So I have a ton of transaction logs in pipe-separated format spread across a few dozen files. Concatenated into one file, it's around 2.4 million lines.
Each transaction has a store number and a company name and ~30 fields total. Right now, I have all 2.4m records in ONE table with no indexes. A simple query takes like 30 seconds to run and it's honestly unacceptable to me.
The thing is, there are no unique pieces of data that I can create primary keys with. Each store can have multiple transactions and each transaction number can have multiple lines (multiple products, returns, etc). There are 300+ stores and so a table for each store doesn't really seem realistic since I would have to join all of these just to get the data I need. What can I do?
Best Answer
Indexes don't have to be unique. Primary keys do.
The purpose of a Primary Key is to uniquely identify a single row of data. If you don't have something that is naturally unique then add a column such as an identity column and define it as the primary key. It's standard practice, and will help you later if you need to update a row.

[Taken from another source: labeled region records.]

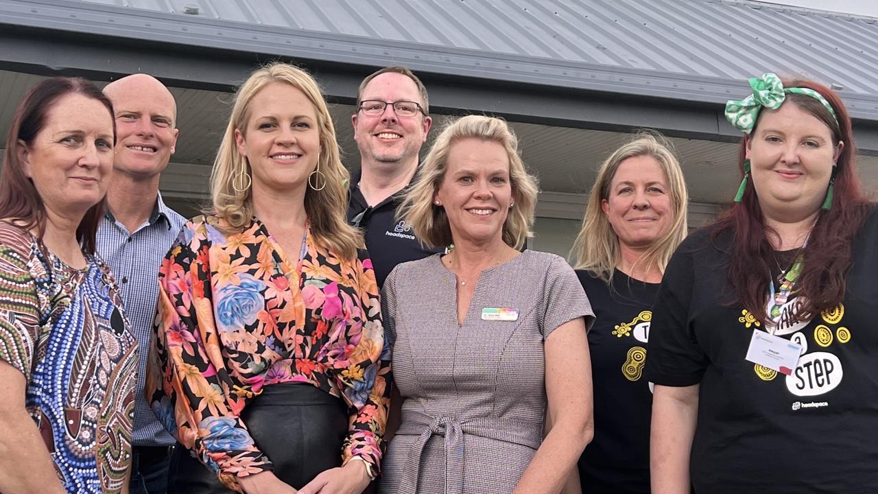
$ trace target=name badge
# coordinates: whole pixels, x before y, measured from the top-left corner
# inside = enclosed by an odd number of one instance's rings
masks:
[[[513,307],[486,307],[482,321],[518,321],[518,309]]]
[[[802,345],[788,339],[753,330],[746,360],[754,364],[790,375],[799,362]]]

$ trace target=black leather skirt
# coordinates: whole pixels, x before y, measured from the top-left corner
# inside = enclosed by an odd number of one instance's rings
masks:
[[[342,466],[342,443],[348,432],[344,402],[306,383],[266,386],[241,416],[260,451],[274,464],[274,474],[301,489],[318,474]],[[217,476],[181,445],[171,458],[175,484],[169,492],[227,494]]]

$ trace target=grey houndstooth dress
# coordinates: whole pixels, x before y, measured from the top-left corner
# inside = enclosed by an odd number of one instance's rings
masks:
[[[511,492],[543,439],[543,341],[593,316],[573,270],[533,251],[485,270],[458,326],[457,278],[434,255],[393,270],[383,308],[403,404],[379,492]],[[517,320],[483,320],[485,309]]]

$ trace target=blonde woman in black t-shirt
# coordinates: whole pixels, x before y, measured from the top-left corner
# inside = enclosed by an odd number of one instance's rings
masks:
[[[771,73],[726,117],[737,204],[671,258],[644,374],[656,494],[878,491],[878,217],[830,88]]]
[[[686,184],[669,147],[644,133],[603,163],[571,251],[596,316],[588,330],[595,430],[579,461],[583,492],[650,491],[652,396],[642,372],[658,283],[687,233]]]

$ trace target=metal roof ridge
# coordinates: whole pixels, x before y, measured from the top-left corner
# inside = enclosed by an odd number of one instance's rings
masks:
[[[741,0],[711,1],[744,3]],[[131,11],[117,5],[70,0],[0,0],[0,13],[4,14],[0,16],[3,19],[0,25],[26,25],[90,36],[148,40],[157,43],[258,53],[299,60],[331,61],[364,67],[401,63],[415,71],[452,77],[597,91],[635,98],[722,104],[727,99],[743,97],[747,88],[745,79],[485,52],[413,41],[376,40],[305,29],[292,30],[144,9],[136,9],[136,14]],[[126,22],[118,22],[119,19],[101,22],[89,18],[105,15],[124,18]],[[165,25],[153,25],[155,23],[164,23]],[[133,29],[134,25],[140,26],[140,33]],[[234,31],[239,36],[227,36],[223,30]],[[159,33],[163,35],[156,36]],[[291,38],[298,38],[299,43],[293,44]],[[455,62],[453,58],[465,59],[469,63]],[[842,98],[848,105],[852,116],[878,120],[878,94],[843,92]]]
[[[828,18],[838,18],[845,20],[862,20],[867,24],[874,24],[878,18],[863,14],[853,14],[851,12],[838,12],[835,11],[824,11],[813,7],[800,7],[799,5],[790,5],[788,4],[774,4],[773,2],[760,2],[759,0],[707,0],[709,3],[725,4],[727,5],[746,5],[751,8],[766,8],[774,11],[783,12],[789,11],[803,15],[817,15]]]

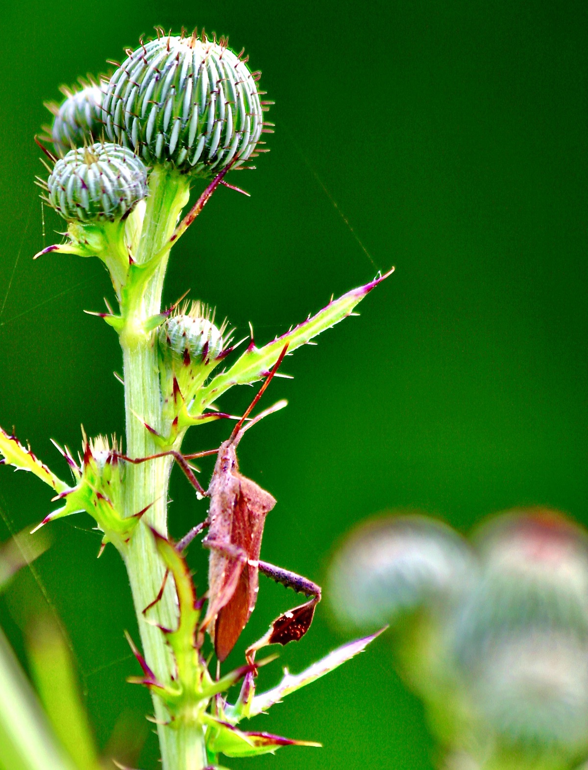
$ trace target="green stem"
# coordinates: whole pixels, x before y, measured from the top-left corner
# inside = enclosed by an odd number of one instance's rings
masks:
[[[169,240],[178,216],[187,203],[189,186],[185,176],[156,169],[150,181],[150,196],[143,230],[136,256],[138,265],[159,253]],[[121,314],[124,328],[120,334],[125,380],[126,453],[145,457],[160,450],[143,421],[157,431],[169,430],[162,424],[162,404],[155,347],[156,332],[146,332],[144,323],[161,309],[161,292],[167,263],[165,253],[147,283],[136,286],[124,298]],[[125,515],[133,516],[150,506],[144,524],[167,534],[167,490],[172,460],[160,457],[137,465],[127,464],[125,478]],[[173,663],[164,636],[153,623],[167,628],[177,624],[177,598],[168,581],[161,601],[150,611],[149,622],[143,610],[161,587],[164,568],[153,538],[146,526],[137,527],[125,557],[135,604],[143,652],[150,668],[164,684],[170,682]],[[156,718],[166,721],[162,703],[153,698]],[[202,770],[206,765],[202,728],[158,725],[163,770]]]

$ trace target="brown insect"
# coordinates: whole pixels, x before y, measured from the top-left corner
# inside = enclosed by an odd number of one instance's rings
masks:
[[[278,402],[245,424],[245,420],[281,363],[287,349],[287,346],[282,350],[230,437],[218,449],[207,490],[200,486],[187,460],[210,454],[211,452],[189,455],[182,455],[179,452],[162,453],[172,454],[197,491],[210,498],[207,518],[190,530],[177,544],[176,548],[183,551],[204,527],[208,527],[208,534],[203,541],[203,545],[210,549],[208,605],[201,628],[208,629],[220,661],[223,661],[233,649],[255,608],[260,572],[276,582],[304,594],[309,597],[309,601],[286,612],[273,622],[267,634],[247,650],[250,661],[253,661],[255,651],[266,644],[286,644],[304,636],[312,622],[314,608],[321,601],[321,588],[311,581],[260,561],[265,517],[276,504],[276,500],[269,492],[240,473],[237,458],[237,447],[245,431],[263,417],[285,406],[284,402]],[[152,457],[130,460],[130,462],[144,462],[160,456],[153,455]],[[163,587],[158,598],[162,593]]]

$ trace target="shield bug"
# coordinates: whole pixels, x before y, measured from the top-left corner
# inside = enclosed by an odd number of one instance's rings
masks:
[[[223,661],[233,649],[255,608],[260,572],[283,585],[304,593],[309,597],[309,601],[284,613],[273,622],[268,632],[248,648],[247,654],[250,661],[253,661],[255,651],[266,644],[286,644],[304,636],[312,622],[314,608],[321,601],[321,588],[316,584],[296,573],[260,561],[265,517],[276,504],[276,500],[255,481],[240,472],[237,457],[237,447],[245,431],[263,417],[286,405],[285,401],[278,401],[246,424],[281,363],[287,350],[287,346],[282,350],[230,437],[217,450],[214,450],[217,461],[207,490],[196,478],[188,460],[213,454],[212,451],[186,455],[173,451],[161,453],[173,455],[197,492],[210,499],[207,519],[190,530],[177,544],[176,548],[178,551],[185,550],[196,535],[208,527],[208,533],[203,541],[203,545],[210,549],[208,606],[202,628],[208,630],[220,661]],[[133,463],[144,462],[161,454],[139,459],[124,459]]]

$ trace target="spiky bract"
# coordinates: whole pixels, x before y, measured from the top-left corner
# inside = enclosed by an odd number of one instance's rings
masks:
[[[223,334],[213,321],[200,303],[194,303],[190,313],[172,316],[160,330],[162,352],[185,363],[217,358],[223,350]]]
[[[240,166],[263,130],[256,74],[203,35],[157,38],[129,54],[102,102],[106,136],[150,164],[207,176]]]
[[[68,221],[114,222],[146,196],[147,169],[126,147],[96,143],[59,159],[47,189],[49,202]]]
[[[100,139],[103,132],[102,101],[106,87],[105,82],[99,85],[90,82],[79,91],[62,89],[64,101],[60,105],[47,105],[54,116],[51,136],[59,155]]]

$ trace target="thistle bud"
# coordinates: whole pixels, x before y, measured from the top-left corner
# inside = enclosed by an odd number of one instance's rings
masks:
[[[48,200],[68,221],[114,222],[147,195],[147,169],[125,147],[94,144],[59,159],[47,182]]]
[[[225,325],[219,329],[208,308],[199,302],[189,312],[183,308],[162,324],[159,348],[162,373],[175,377],[185,400],[189,400],[223,350]]]
[[[506,514],[479,532],[481,578],[458,624],[466,668],[498,640],[561,629],[588,642],[588,537],[548,511]]]
[[[586,534],[531,511],[492,520],[477,544],[480,579],[452,634],[480,722],[508,750],[573,755],[588,748]]]
[[[60,105],[47,105],[54,116],[51,137],[59,155],[92,144],[100,138],[103,131],[102,102],[106,88],[105,82],[83,84],[79,91],[63,88],[64,101]]]
[[[336,554],[329,594],[338,618],[359,628],[440,612],[469,585],[473,559],[449,527],[422,516],[361,524]]]
[[[264,119],[257,73],[220,43],[158,37],[119,67],[102,102],[106,136],[150,164],[207,176],[250,157]]]

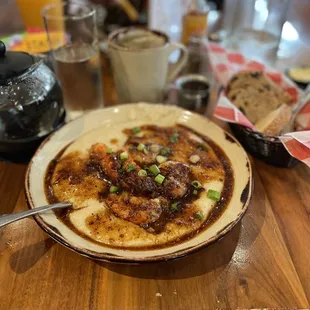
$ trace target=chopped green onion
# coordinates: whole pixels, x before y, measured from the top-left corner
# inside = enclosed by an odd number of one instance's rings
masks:
[[[160,173],[160,170],[159,168],[156,166],[156,165],[152,165],[150,168],[149,168],[150,172],[153,173],[154,175],[157,175]]]
[[[119,192],[119,188],[117,186],[112,185],[110,187],[110,193],[117,193]]]
[[[179,138],[179,134],[177,132],[173,133],[172,136],[169,138],[171,143],[177,143]]]
[[[143,151],[145,149],[145,145],[143,143],[140,143],[137,147],[138,151]]]
[[[157,156],[156,156],[156,160],[157,160],[157,162],[158,162],[159,164],[162,164],[162,163],[164,163],[165,161],[167,161],[167,157],[161,156],[161,155],[157,155]]]
[[[152,144],[150,149],[151,149],[151,152],[158,153],[159,152],[159,145],[158,144]]]
[[[202,188],[202,185],[199,181],[195,180],[192,183],[192,186],[194,186],[196,189]]]
[[[170,211],[175,212],[178,211],[179,209],[179,202],[174,202],[171,206],[170,206]]]
[[[196,217],[198,220],[200,220],[200,221],[203,220],[203,215],[202,215],[202,213],[201,213],[200,211],[198,211],[198,212],[195,213],[195,217]]]
[[[160,155],[163,155],[163,156],[166,156],[166,155],[168,155],[170,153],[171,153],[171,148],[170,147],[163,147],[160,150]]]
[[[221,193],[218,191],[215,191],[213,189],[209,189],[207,193],[208,198],[211,200],[219,201],[221,198]]]
[[[139,177],[146,177],[147,176],[146,170],[143,170],[143,169],[139,170],[138,176]]]
[[[121,155],[119,156],[121,160],[125,160],[128,158],[128,153],[127,152],[123,152],[121,153]]]
[[[131,129],[131,131],[134,135],[136,135],[137,133],[139,133],[141,131],[141,128],[140,127],[134,127]]]
[[[135,171],[136,170],[136,166],[134,164],[128,164],[126,171],[127,172],[131,172],[131,171]]]
[[[165,180],[165,177],[161,174],[157,174],[157,176],[155,177],[155,182],[158,184],[162,184]]]

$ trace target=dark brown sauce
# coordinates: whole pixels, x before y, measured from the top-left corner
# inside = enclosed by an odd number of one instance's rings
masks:
[[[151,130],[154,130],[156,128],[156,126],[153,126],[153,125],[145,125],[142,127],[144,129],[151,129]],[[181,238],[173,240],[172,242],[165,243],[164,245],[154,245],[154,246],[137,247],[137,248],[135,248],[135,247],[128,248],[128,247],[120,247],[120,246],[111,246],[111,245],[107,245],[107,244],[105,244],[105,246],[111,247],[111,248],[118,248],[118,249],[123,248],[123,249],[127,249],[127,250],[128,249],[130,249],[130,250],[145,250],[145,249],[165,248],[168,246],[176,245],[178,243],[189,240],[193,236],[204,231],[207,227],[211,226],[214,222],[216,222],[216,220],[225,211],[225,208],[231,199],[233,187],[234,187],[234,175],[233,175],[233,171],[231,169],[231,163],[230,163],[228,157],[222,151],[222,149],[215,142],[210,140],[209,138],[202,136],[201,134],[197,133],[196,131],[194,131],[194,130],[192,130],[192,129],[184,126],[184,125],[178,125],[177,127],[180,129],[185,129],[186,131],[190,131],[193,134],[199,136],[203,141],[205,141],[209,146],[211,146],[211,148],[213,149],[217,158],[222,163],[224,171],[225,171],[225,180],[224,180],[224,187],[222,190],[221,200],[216,203],[215,207],[210,212],[208,218],[205,220],[205,222],[198,229],[190,232],[189,234],[187,234],[185,236],[182,236]],[[126,132],[129,133],[129,131],[126,131]],[[57,165],[59,159],[62,157],[65,150],[67,149],[67,147],[69,147],[69,145],[66,146],[63,150],[61,150],[57,154],[55,159],[52,160],[47,167],[44,184],[45,184],[45,194],[46,194],[46,197],[47,197],[47,200],[49,203],[58,202],[57,197],[55,197],[55,195],[54,195],[53,186],[51,184],[51,181],[52,181],[52,176],[54,174],[56,165]],[[92,161],[88,162],[86,174],[87,173],[95,173],[95,174],[97,174],[98,178],[105,179],[104,172],[102,171],[102,168],[96,162],[92,162]],[[204,191],[204,189],[202,189],[201,191]],[[98,193],[98,198],[102,201],[106,197],[106,195],[107,195],[107,192]],[[168,222],[173,221],[177,216],[182,215],[182,212],[184,211],[185,206],[187,206],[188,208],[194,208],[194,204],[191,205],[191,202],[195,201],[196,199],[197,199],[197,195],[193,194],[193,190],[188,190],[186,195],[182,198],[182,201],[180,203],[178,211],[171,212],[171,211],[169,211],[169,209],[165,209],[163,211],[163,213],[161,214],[160,218],[156,222],[149,224],[147,227],[144,227],[144,228],[147,230],[149,230],[151,228],[151,230],[154,233],[160,233],[160,232],[164,231]],[[69,220],[70,212],[71,212],[70,209],[66,209],[66,210],[60,209],[60,210],[57,210],[55,212],[55,214],[57,215],[57,217],[60,220],[62,220],[64,222],[64,224],[66,224],[71,230],[73,230],[75,233],[77,233],[81,237],[87,239],[90,242],[102,245],[101,242],[93,240],[90,237],[80,233],[73,226],[73,224]],[[195,218],[191,218],[190,220],[192,220],[192,222],[197,221],[197,219],[195,219]]]
[[[110,140],[111,144],[117,144],[118,143],[118,139],[114,138]]]

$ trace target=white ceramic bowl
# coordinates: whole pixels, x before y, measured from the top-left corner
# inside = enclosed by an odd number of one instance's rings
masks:
[[[92,259],[112,262],[151,262],[169,260],[188,255],[218,240],[242,218],[249,204],[253,181],[249,159],[240,144],[208,119],[189,111],[165,105],[126,104],[93,111],[62,127],[47,138],[33,156],[26,174],[26,195],[30,208],[47,204],[44,194],[44,175],[50,161],[70,142],[80,135],[106,126],[113,128],[124,124],[131,128],[142,124],[172,126],[186,125],[215,141],[229,157],[234,171],[234,190],[231,201],[220,218],[192,239],[163,249],[121,250],[87,241],[61,222],[53,212],[46,212],[35,219],[53,239]]]

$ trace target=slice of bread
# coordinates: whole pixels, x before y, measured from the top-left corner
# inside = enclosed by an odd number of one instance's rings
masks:
[[[292,98],[261,71],[236,74],[226,88],[226,95],[255,124]]]
[[[269,135],[277,136],[288,124],[292,115],[292,108],[282,104],[278,109],[270,112],[266,117],[259,120],[255,127],[258,131]]]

If the table is being queried for analysis or reporting a single table is fine. Do some analysis on the types of queries you are performing and add indexes on relevant key columns. Good indexes will significantly improve query performance.
For example if you are looking for results for a single store, by adding an index on the store id, you could exclude the other 299 stores from the select. This reduces IO and speeds up the query. If you have years worth of data but are only looking for things that happened in the last week then adding an index to a date column may be a big help.
Look at your queries and see if there fields you are regularly filtering on. Start with those.
Ensure the db has updated statistics for the table and see if performance improves.
The results you get will vary depending upon what you are trying to do. If you are trying to aggregate records (i.e total sales for each store) then the query may still have to read the whole table.
Below I've added a script with a basic test example.
Your results may vary depending upon machine setup and load, But I think you should resonably expect to get your query down to ~1 sec or less.